Osservando le aziende del panel nel corso di questi ultimi tre anni, è possibile notare come di fatto l’introduzione della normativa – a livello europeo e italiano – abbia dato vita ad un vero e proprio processo evolutivo in cui la sostenibilità diventa sempre più parte della pianificazione strategica aziendale, favorendo l’adozione di piani a medio lungo termine e orientati alla creazione di valore sostenibile nel tempo.

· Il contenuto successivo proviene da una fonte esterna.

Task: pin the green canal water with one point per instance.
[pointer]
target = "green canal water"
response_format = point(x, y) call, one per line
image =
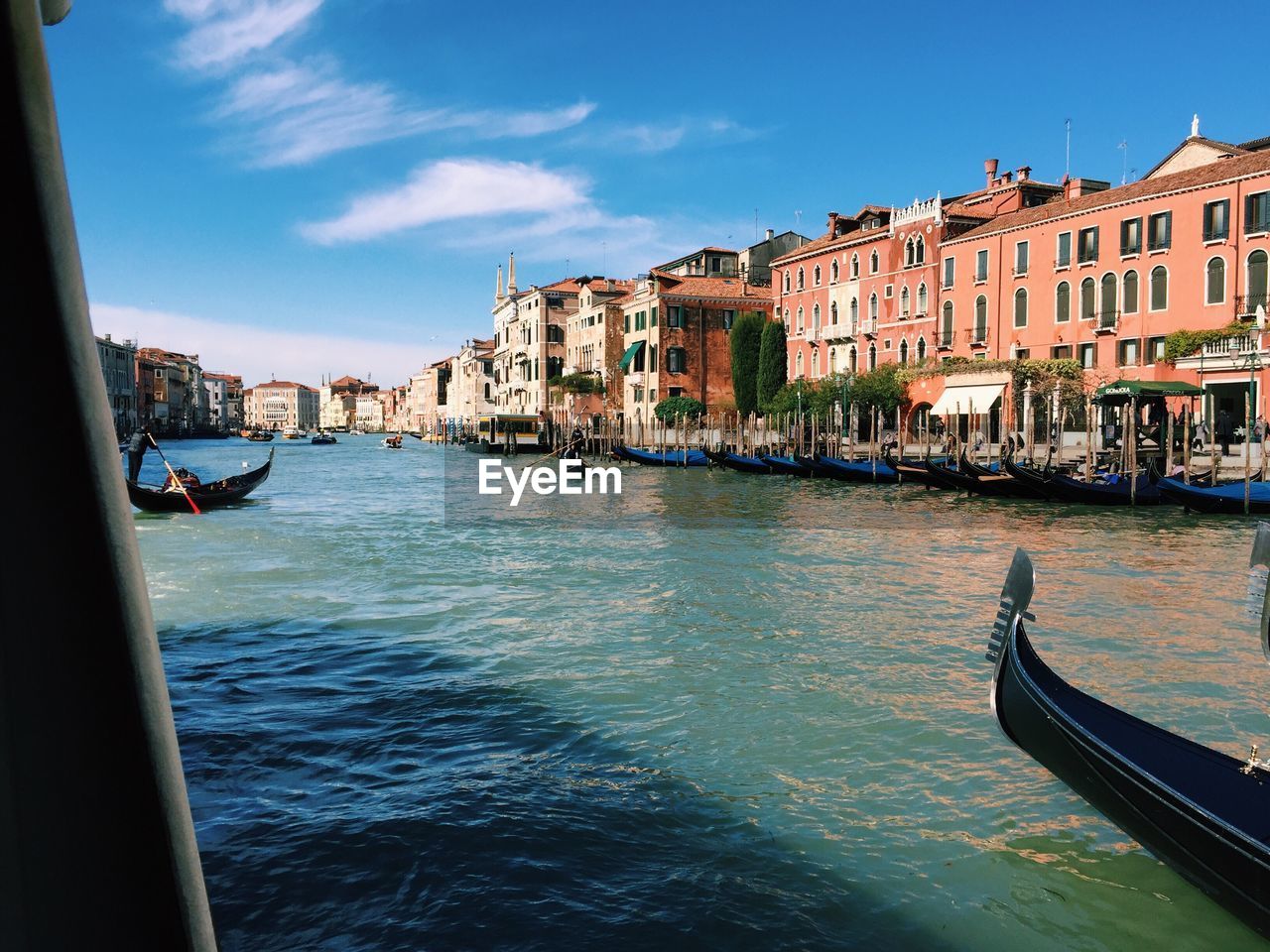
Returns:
point(717, 711)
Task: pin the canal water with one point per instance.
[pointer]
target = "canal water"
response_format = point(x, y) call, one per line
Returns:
point(734, 712)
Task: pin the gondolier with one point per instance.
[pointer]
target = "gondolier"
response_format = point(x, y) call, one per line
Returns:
point(137, 445)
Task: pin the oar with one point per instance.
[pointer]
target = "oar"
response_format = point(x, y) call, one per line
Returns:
point(175, 477)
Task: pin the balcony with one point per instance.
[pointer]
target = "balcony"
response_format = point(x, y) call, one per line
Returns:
point(1246, 304)
point(1106, 321)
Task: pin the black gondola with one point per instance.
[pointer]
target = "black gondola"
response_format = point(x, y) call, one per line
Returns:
point(211, 495)
point(1202, 811)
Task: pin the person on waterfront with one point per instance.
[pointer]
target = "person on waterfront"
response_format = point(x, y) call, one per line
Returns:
point(1224, 431)
point(137, 447)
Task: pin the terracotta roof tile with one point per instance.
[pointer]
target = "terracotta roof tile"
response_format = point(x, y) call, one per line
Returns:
point(1211, 173)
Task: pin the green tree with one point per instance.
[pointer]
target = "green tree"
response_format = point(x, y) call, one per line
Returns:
point(772, 362)
point(747, 335)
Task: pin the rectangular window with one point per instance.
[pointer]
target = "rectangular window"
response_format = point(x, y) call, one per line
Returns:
point(1087, 245)
point(1256, 213)
point(1160, 229)
point(1065, 250)
point(1130, 236)
point(1216, 220)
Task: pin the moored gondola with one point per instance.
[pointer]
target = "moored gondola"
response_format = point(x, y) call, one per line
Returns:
point(1202, 811)
point(209, 495)
point(1227, 498)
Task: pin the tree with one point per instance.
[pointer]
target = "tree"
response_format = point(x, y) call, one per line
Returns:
point(747, 335)
point(772, 362)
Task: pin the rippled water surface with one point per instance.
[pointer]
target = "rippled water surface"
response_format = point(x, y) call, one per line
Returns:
point(737, 712)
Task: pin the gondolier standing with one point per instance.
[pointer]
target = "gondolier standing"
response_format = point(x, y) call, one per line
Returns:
point(137, 445)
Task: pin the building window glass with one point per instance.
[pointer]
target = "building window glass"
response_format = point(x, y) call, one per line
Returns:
point(1065, 250)
point(1160, 229)
point(1087, 245)
point(1130, 236)
point(1159, 289)
point(1216, 220)
point(1215, 281)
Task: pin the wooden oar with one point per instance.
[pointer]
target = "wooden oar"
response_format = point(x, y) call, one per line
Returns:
point(176, 479)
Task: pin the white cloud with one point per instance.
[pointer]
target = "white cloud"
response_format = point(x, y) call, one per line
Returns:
point(453, 188)
point(223, 32)
point(258, 353)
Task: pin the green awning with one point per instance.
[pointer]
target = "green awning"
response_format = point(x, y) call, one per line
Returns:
point(630, 354)
point(1124, 390)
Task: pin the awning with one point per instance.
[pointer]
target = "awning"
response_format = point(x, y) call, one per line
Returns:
point(630, 354)
point(1124, 390)
point(959, 400)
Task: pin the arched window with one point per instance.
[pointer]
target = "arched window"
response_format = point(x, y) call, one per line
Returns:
point(1088, 299)
point(1215, 281)
point(1129, 293)
point(1159, 289)
point(1109, 299)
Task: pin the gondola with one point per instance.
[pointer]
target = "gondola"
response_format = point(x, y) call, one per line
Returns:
point(856, 471)
point(738, 462)
point(670, 457)
point(1227, 498)
point(1202, 811)
point(786, 466)
point(209, 495)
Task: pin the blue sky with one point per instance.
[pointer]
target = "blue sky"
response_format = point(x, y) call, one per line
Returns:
point(300, 186)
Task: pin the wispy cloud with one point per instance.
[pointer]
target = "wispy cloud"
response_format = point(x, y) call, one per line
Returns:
point(259, 353)
point(282, 112)
point(223, 32)
point(453, 188)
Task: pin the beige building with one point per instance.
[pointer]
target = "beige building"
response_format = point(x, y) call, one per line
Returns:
point(280, 404)
point(471, 385)
point(529, 340)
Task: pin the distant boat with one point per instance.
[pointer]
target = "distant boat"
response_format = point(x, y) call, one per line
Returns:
point(208, 495)
point(1202, 811)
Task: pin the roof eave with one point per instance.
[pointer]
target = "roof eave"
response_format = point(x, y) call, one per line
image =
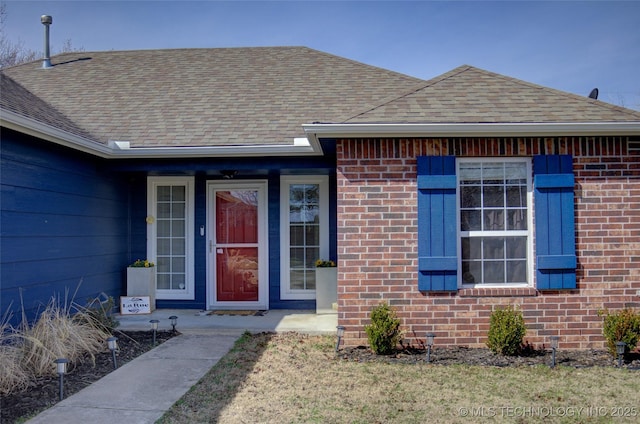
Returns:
point(117, 150)
point(319, 131)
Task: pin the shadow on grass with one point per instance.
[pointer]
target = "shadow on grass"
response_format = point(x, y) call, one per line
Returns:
point(217, 389)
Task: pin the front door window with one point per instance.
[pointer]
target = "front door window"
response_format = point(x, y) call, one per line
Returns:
point(237, 245)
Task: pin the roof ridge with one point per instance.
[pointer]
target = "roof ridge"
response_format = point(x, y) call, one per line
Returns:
point(466, 68)
point(556, 91)
point(412, 90)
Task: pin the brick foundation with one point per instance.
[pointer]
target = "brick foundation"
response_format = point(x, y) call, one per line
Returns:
point(377, 242)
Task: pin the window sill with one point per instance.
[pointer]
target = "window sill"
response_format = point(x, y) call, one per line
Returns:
point(498, 292)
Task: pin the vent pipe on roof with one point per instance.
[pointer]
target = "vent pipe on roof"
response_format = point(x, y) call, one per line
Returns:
point(46, 21)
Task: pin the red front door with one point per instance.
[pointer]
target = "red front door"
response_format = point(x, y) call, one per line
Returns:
point(236, 245)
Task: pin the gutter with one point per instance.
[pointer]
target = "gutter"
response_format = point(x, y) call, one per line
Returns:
point(122, 149)
point(317, 131)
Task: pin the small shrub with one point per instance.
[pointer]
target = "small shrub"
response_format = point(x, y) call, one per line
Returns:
point(621, 326)
point(384, 331)
point(506, 331)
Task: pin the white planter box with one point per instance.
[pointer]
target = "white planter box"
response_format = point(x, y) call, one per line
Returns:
point(326, 290)
point(142, 282)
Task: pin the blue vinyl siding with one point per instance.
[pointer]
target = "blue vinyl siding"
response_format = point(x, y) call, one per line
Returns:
point(555, 227)
point(437, 237)
point(64, 225)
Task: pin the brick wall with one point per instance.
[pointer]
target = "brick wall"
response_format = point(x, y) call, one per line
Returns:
point(377, 242)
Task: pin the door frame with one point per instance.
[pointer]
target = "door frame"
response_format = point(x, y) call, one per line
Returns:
point(263, 244)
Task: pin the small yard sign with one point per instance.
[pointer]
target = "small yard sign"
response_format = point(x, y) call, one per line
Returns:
point(133, 305)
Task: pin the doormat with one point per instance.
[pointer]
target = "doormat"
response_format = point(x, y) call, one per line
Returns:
point(238, 313)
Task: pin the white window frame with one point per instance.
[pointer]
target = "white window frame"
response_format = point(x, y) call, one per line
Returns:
point(152, 250)
point(529, 232)
point(286, 292)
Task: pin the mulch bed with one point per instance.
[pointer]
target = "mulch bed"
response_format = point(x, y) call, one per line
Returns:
point(485, 357)
point(44, 392)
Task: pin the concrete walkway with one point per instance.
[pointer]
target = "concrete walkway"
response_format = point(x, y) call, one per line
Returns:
point(142, 390)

Grazie all’ingresso dei temi ESG nei Board, infatti, le aziende confermano il percorso intrapreso di progressiva integrazione, definendo sistemi di gestione dei rischi integrati e formalizzando le proprie politiche di gestione sui diversi ambiti considerati maggiormente rilevanti, trasformando la rendicontazione non finanziaria da obbligo di compliance a strumento di comunicazione del valore condiviso che ciascun business è in grado di generare e distribuire. L’aumento dei documenti redatti in forma volontaria è un ulteriore un segnale di come il mercato, anche al di fuori dei vincoli della compliance normativa, riconosca il valore strategico di fornire una comunicazione extra-finanziaria quanto più completa e trasparente.